Essentially, environmental defenders first made the object of human rights protection for the UN Special Rapporteur on toxics and human rights as of 1995 and for the UN Special Rapporteur on the rights of indigenous people as of 2001. A case in point, they did not make the object of the traditional mandate of the UN Special Rapporteur on human rights defenders, which dates back to 2000, from the start, but they got incorporated steadily and gradually.
Additionally, 2022 saw Michel Forst, former UN Special Rapporteur on HRDs, inaugurating the mandate of UN Special Rapporteur for environmental defenders under the Aarhus Convention. He has since undertaken numerous country visits calling out ubiquitous abuses and also recently put out draft state guidelines for the lawful treatment of ERDs.
Furthermore, it was also only one year ago that the most recent mandate was created to operationalise the right to a healthy environment as a human right: in 2024 Astrid Puentes Riaño became the first UN Special Rapporteur on the human right to a clean, healthy and sustainable environment.

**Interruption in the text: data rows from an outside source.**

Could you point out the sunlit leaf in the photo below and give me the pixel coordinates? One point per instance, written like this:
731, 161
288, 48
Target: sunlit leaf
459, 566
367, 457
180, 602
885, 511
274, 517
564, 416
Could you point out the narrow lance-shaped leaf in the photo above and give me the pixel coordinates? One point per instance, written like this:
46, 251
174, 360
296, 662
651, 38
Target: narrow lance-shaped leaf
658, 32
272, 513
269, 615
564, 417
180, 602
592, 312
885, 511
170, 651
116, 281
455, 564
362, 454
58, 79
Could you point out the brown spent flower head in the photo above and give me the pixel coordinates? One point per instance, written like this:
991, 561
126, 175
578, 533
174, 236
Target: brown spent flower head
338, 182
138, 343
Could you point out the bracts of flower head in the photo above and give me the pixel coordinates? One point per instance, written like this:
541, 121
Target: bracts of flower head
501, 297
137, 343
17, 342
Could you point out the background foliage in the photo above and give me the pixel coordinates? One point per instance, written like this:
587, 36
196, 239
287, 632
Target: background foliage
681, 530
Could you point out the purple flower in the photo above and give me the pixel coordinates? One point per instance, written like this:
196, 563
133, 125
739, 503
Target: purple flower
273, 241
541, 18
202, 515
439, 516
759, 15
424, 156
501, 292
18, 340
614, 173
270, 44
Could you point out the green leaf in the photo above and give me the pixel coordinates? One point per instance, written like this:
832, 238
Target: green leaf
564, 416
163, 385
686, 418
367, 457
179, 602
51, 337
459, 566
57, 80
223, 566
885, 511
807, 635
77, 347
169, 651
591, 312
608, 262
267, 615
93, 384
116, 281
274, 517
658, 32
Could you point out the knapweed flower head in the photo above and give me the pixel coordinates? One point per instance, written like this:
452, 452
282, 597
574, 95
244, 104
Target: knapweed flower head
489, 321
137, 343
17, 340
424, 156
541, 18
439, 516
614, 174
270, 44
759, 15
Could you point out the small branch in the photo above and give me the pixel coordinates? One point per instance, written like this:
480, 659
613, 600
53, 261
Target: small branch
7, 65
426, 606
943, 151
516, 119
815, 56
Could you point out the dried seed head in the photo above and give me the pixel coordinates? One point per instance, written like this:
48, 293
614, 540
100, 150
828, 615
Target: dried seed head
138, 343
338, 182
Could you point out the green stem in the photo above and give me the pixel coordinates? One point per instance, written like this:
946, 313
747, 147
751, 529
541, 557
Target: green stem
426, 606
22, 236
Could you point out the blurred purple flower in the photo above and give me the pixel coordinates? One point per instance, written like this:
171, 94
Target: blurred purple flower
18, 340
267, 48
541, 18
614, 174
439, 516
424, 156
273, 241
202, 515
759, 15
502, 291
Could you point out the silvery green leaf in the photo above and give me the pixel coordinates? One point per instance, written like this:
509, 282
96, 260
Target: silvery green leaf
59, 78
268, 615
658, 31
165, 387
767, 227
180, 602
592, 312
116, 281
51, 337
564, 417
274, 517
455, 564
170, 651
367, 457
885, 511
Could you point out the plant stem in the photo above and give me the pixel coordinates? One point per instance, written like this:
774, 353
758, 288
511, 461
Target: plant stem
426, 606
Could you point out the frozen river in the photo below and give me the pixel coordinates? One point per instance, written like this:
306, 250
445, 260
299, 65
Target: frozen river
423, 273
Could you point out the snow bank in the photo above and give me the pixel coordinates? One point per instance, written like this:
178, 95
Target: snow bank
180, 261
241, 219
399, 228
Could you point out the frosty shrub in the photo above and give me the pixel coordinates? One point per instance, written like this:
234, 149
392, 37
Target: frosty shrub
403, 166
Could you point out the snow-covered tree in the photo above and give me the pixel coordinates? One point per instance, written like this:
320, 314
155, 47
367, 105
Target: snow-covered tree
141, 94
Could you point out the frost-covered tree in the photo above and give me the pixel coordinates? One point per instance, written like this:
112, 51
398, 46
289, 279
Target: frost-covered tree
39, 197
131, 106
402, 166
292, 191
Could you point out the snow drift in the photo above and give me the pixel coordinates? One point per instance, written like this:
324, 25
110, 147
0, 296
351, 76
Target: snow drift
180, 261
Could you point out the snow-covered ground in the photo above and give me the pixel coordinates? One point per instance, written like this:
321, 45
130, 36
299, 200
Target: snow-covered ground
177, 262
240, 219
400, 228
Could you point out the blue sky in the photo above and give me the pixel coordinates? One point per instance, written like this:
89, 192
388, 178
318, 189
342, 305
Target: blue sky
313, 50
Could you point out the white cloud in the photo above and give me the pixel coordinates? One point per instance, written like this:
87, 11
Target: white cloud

It is worth also noting that the function of the UN Special Rapporteur on climate change only dates back to 2021.
Looking forward
What can a regular person do to tilt the balance in shouldering the disproportionate burden that could crush those ‘risking their today for our tomorrow’ on a daily basis? As a healthy and clean environment is a reasonable concern and goal for the vast majority, it makes sense for every person to use every leverage in their respective geographies to defend it.
This includes scrutinising personal actions with problematic environmental footprint, as much as demanding political action for the systemic intricacies of a crisis that goes beyond individual solutions, in a time when the talk gets increasingly rockier to walk, with EHRDs becoming targets of unprecedented state repression in most established human rights regimes.
So far in 2025, Elisa Morgera, UN Special Rapporteur on climate change has dedicated two open calls for input and expert consultations to the protection of EHRDs in the context of a fossil fuels-based economy as well as human rights in the life cycle of renewable energy and critical minerals. In addition, the current UN Special Rapporteur on HRDs Mary Lawlor herself has chosen to focus on climate change and a just transition.
The more EHRDs there are, and comprehensively protected, starting with mental health care, the lesser the price that each must pay for protecting our shared future. Extinguishing the fire entertained by plundering and depleting Planet Earth of its last resources, which ought to be kept in the ground, under looming global climate catastrophe, is everyone’s business.